BTR has the advantage of being a fledgling sector with a huge amount of market share to chase, argued Tony Brooks, joint managing director of BTR developer Moda Living.
“BTR is still very embryonic; there is tons of space in the market,” he said. “In the US, 29% of people rent and in the UK it is less than 15%. And even at that level the rental market is still 10 to 20 times the size of student. It’s year-round and it is not predicated on the success of other businesses.”
Brooks also argued that BTR is insulated from the fallout from Brexit, which could have a negative impact on the student sector if tighter controls on immigration hit student numbers. “BTR is a domestic product for a domestic market - it is protected from international geopolitical shifts, and student [accommodation] is more susceptible to that,” he said.
Responding, Alex Pease, investment director at student accommodation developer Watkins Jones, said a weaker economic climate could actually boost student numbers. “It is a counter-cyclical sector: there is an inverse relationship between GDP and student numbers,” he said.
Bob Crompton, founder and chief executive of student developer ThreeSixty, added that he thought the UK government would eventually be forced to exempt students from the UK’s net immigration targets.
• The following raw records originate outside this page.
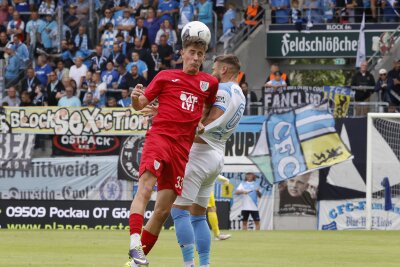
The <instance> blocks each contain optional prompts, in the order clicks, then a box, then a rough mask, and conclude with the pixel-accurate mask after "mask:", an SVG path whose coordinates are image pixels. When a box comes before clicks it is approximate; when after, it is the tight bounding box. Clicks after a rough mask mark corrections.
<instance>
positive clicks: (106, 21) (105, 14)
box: [99, 8, 116, 33]
mask: <svg viewBox="0 0 400 267" xmlns="http://www.w3.org/2000/svg"><path fill="white" fill-rule="evenodd" d="M107 24H111V25H112V26H113V27H115V26H116V22H115V19H114V18H113V13H112V11H111V9H109V8H107V9H105V10H104V17H103V18H102V19H101V20H100V22H99V32H100V33H103V32H104V31H105V30H106V29H107V28H108V27H109V25H107Z"/></svg>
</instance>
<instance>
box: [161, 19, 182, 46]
mask: <svg viewBox="0 0 400 267" xmlns="http://www.w3.org/2000/svg"><path fill="white" fill-rule="evenodd" d="M161 35H165V36H166V38H167V44H168V45H170V46H171V47H172V49H173V48H174V46H175V44H176V43H177V42H178V38H177V37H176V32H175V30H174V29H172V28H171V24H170V22H169V20H167V19H166V20H164V21H163V22H162V24H161V26H160V29H159V30H158V32H157V35H156V44H157V45H159V44H160V37H161Z"/></svg>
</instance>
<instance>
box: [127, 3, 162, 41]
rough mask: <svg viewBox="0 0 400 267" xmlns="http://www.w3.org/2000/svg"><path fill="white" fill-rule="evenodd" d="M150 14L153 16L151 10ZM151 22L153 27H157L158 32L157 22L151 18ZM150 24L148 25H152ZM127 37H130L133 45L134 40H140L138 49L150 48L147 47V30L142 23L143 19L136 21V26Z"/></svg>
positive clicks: (154, 36)
mask: <svg viewBox="0 0 400 267" xmlns="http://www.w3.org/2000/svg"><path fill="white" fill-rule="evenodd" d="M152 12H153V15H154V10H152ZM152 21H154V23H155V24H154V25H156V26H157V30H158V27H159V26H158V25H159V24H158V20H156V19H154V18H153V20H152ZM156 22H157V23H156ZM149 23H150V22H149ZM151 23H152V22H151ZM151 23H150V25H152V24H151ZM129 35H130V36H132V38H133V42H134V43H135V39H136V38H139V39H140V42H141V44H140V47H143V48H149V47H150V45H149V30H148V27H147V26H145V22H144V19H143V18H138V19H137V25H136V26H135V27H134V28H133V29H132V30H131V31H130V33H129ZM154 39H155V35H154ZM135 45H136V43H135Z"/></svg>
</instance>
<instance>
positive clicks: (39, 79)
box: [35, 55, 53, 87]
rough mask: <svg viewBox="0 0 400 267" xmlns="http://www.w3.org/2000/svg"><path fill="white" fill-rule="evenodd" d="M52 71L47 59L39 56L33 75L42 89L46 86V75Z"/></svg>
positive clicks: (46, 57) (38, 57)
mask: <svg viewBox="0 0 400 267" xmlns="http://www.w3.org/2000/svg"><path fill="white" fill-rule="evenodd" d="M52 70H53V69H52V68H51V66H50V65H49V64H48V63H47V57H46V56H45V55H40V56H39V57H38V60H37V65H36V67H35V75H36V77H37V78H38V79H39V81H40V84H41V85H42V86H43V87H46V86H47V75H48V74H49V73H50V72H52Z"/></svg>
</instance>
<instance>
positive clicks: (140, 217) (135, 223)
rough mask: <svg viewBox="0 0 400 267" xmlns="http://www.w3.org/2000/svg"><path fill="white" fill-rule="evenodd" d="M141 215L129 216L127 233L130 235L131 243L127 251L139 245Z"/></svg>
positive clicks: (132, 248)
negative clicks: (128, 231)
mask: <svg viewBox="0 0 400 267" xmlns="http://www.w3.org/2000/svg"><path fill="white" fill-rule="evenodd" d="M143 220H144V218H143V215H141V214H139V213H133V214H131V215H130V216H129V233H130V235H131V242H130V245H129V249H133V248H134V247H136V246H138V245H140V234H141V233H142V226H143Z"/></svg>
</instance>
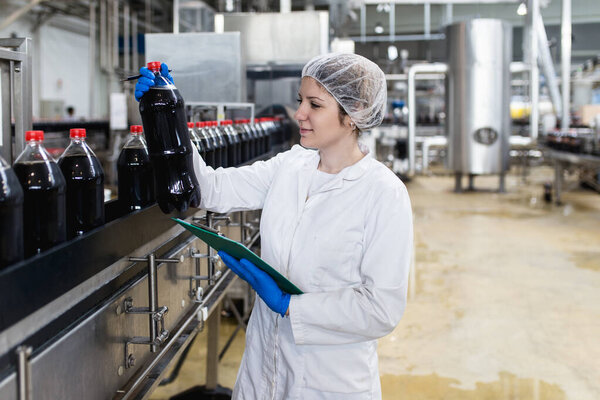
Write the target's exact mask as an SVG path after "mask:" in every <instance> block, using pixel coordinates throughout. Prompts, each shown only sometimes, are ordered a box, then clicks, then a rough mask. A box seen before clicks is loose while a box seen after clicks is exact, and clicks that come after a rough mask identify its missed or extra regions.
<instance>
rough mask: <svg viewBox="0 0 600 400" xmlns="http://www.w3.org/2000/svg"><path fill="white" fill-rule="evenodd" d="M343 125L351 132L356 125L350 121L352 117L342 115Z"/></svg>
mask: <svg viewBox="0 0 600 400" xmlns="http://www.w3.org/2000/svg"><path fill="white" fill-rule="evenodd" d="M344 126H345V127H346V128H349V129H350V130H352V131H353V132H354V131H355V130H356V125H355V124H354V122H353V121H352V118H350V116H348V115H344Z"/></svg>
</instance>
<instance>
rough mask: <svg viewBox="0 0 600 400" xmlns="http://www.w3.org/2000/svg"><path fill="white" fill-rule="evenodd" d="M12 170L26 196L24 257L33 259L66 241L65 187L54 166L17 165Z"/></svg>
mask: <svg viewBox="0 0 600 400" xmlns="http://www.w3.org/2000/svg"><path fill="white" fill-rule="evenodd" d="M13 168H14V170H15V174H17V176H18V177H19V180H20V181H21V186H22V187H23V192H24V194H25V200H24V202H23V210H24V213H23V227H24V246H25V257H31V256H33V255H35V254H38V253H40V252H42V251H44V250H47V249H49V248H51V247H52V246H54V245H57V244H59V243H62V242H64V241H65V240H66V238H67V225H66V223H67V222H66V195H65V189H66V183H65V179H64V177H63V174H62V173H61V171H60V169H59V168H58V165H57V164H56V163H54V162H51V163H45V162H31V163H18V164H15V166H14V167H13ZM48 170H50V173H48Z"/></svg>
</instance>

As for the returns investors can expect to achieve, Crompton also argued that the student accommodation sector came out top. “Student is trading at 6%. BTR is a fantastic asset class if you want a 3% return,” he said.
Furthermore, Pease claimed there was still plenty of room for growth in the purpose-built student accommodation (PBSA) market.
He pointed out that universities were still the largest landlord in the student sector and that 75% of their stock was built before 1999 - leaving room for developers to step in.
Then there is the issue of which sector investors feel most comfortable with. Mark Bladon, co-head of origination at Investec Structured Property Finance, argued that while student accommodation was today regarded as a mature asset class, BTR still has to prove itself.
“On BTR, we have got to be careful and take a view due to the lack of comparables,” he said, adding that 2017 would be an important year for BTR as purpose-built stock was beginning to come through in substantial numbers.
The immaturity of BTR is also an issue in terms of knowing what locations are likely to prove most profitable, according to Pease. He said that while locations for student accommodation were straightforward - university towns - there was “still a lot of uncertainty about which markets will work [for BTR]”, and that large swathes of the regional market were still largely untested.
But Brooks argued that the regions “present the best opportunity for growth” due to low land values and predicted that rental growth on Moda’s schemes would be 4-5% above inflation “for the next few years”.
Despite the rivalries, there was agreement that the student and BTR sectors could benefit each other. Downes argued that it was in BTR developers’ best interests to support the ongoing success of PBSA.
“You’re not going to come out of a very snazzy student building and go down the scale,” he said. “When young people think now about their first flat, they think it should have lots of amenities.”
On the question of which asset class provides a better bet for investors, the jury is out. What is certain is that investors will be following progress in both sectors with great interest.